A Quality Diversity Method to Automatically Generate Multi-Agent Path Finding Benchmark Maps
Cheng Qian, Yulun Zhang, Varun Bhatt, Matthew Christopher Fontaine, Stefanos Nikolaidis, Jiaoyang Li
TL;DR
The paper tackles biased and incomplete MAPF benchmarking by introducing a framework that uses Quality Diversity (QD) with Neural Cellular Automata (NCA) to automatically generate diverse, high-quality benchmark maps. It adapts CMA-MAE to optimize NCAs for map generation, repairs maps to validity, and evaluates them across five MAPF algorithms (CBS, EECBS, PBS, PIBT, LTF) to produce both hard maps for individual algorithms and challenging maps that widen performance gaps between algorithm pairs. The authors provide concrete setups (e.g., map size $32 \times 32$, obstacles in $[307,717]$, $N_e=5$, $N_{eval}=10{,}000$) and report distinct patterns where each algorithm excels or struggles, along with validation on additional instances. This work advances fair, comprehensive benchmarking in MAPF and offers guidelines for using the framework to stress-test or compare algorithms, albeit with substantial computational cost. A public release of representative benchmark maps is planned to facilitate broader adoption.
Abstract
We use the Quality Diversity (QD) algorithm with Neural Cellular Automata (NCA) to generate benchmark maps for Multi-Agent Path Finding (MAPF) algorithms. Previously, MAPF algorithms are tested using fixed, human-designed benchmark maps. However, such fixed benchmark maps have several problems.
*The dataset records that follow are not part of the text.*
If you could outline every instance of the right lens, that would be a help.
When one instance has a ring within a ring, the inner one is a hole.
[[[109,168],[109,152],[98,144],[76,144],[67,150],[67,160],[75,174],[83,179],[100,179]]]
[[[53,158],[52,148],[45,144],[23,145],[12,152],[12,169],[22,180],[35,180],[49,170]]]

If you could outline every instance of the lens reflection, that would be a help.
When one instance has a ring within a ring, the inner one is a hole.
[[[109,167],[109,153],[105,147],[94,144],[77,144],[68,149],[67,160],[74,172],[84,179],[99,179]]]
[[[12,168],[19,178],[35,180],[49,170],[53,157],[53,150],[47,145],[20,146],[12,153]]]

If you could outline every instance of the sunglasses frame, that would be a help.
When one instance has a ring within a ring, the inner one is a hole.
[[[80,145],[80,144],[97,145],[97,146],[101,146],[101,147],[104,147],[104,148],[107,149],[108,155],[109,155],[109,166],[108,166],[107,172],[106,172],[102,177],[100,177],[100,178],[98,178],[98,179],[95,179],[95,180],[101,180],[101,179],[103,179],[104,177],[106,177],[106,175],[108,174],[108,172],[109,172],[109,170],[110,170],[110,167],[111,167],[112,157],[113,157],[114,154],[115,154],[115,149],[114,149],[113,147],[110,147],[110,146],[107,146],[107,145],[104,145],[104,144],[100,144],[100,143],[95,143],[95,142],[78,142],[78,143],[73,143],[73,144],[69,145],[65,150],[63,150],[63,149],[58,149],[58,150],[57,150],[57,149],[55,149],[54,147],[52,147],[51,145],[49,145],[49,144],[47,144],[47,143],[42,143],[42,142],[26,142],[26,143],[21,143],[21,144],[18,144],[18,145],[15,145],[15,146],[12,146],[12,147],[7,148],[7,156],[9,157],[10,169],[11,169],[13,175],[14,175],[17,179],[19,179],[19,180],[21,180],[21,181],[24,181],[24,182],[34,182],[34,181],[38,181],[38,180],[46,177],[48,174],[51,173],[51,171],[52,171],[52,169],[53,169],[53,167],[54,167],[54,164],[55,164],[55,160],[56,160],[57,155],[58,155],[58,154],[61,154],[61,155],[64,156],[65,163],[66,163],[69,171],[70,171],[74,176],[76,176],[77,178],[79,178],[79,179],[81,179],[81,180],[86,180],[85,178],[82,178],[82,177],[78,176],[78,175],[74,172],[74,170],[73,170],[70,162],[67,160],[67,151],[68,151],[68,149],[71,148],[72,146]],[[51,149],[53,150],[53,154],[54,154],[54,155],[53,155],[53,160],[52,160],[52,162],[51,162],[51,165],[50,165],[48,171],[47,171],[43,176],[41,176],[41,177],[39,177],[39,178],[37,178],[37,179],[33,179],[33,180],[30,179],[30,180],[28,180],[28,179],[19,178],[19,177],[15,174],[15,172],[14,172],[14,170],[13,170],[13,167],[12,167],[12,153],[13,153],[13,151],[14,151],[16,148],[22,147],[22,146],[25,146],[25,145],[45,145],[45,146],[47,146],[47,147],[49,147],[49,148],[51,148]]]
First, these maps may not cover all the potential failure scenarios for the algorithms. Second, when comparing different algorithms, fixed benchmark maps may introduce bias leading to unfair comparisons between algorithms. Third, since researchers test new algorithms on a small set of fixed benchmark maps, the design of the algorithms may overfit to the small set of maps. In this work, we take advantage of the QD algorithm to (1) generate maps with patterns to comprehensively understand the performance of MAPF algorithms, (2) be able to make fair comparisons between two MAPF algorithms, providing further information on the selection between two algorithms and on the design of the algorithms. Empirically, we employ this technique to generate diverse benchmark maps to evaluate and compare the behavior of different types of MAPF algorithms, including search-based, priority-based, rule-based, and learning-based algorithms. Through both single-algorithm experiments and comparisons between algorithms, we identify patterns where each algorithm excels and detect disparities in runtime or success rates between different algorithms.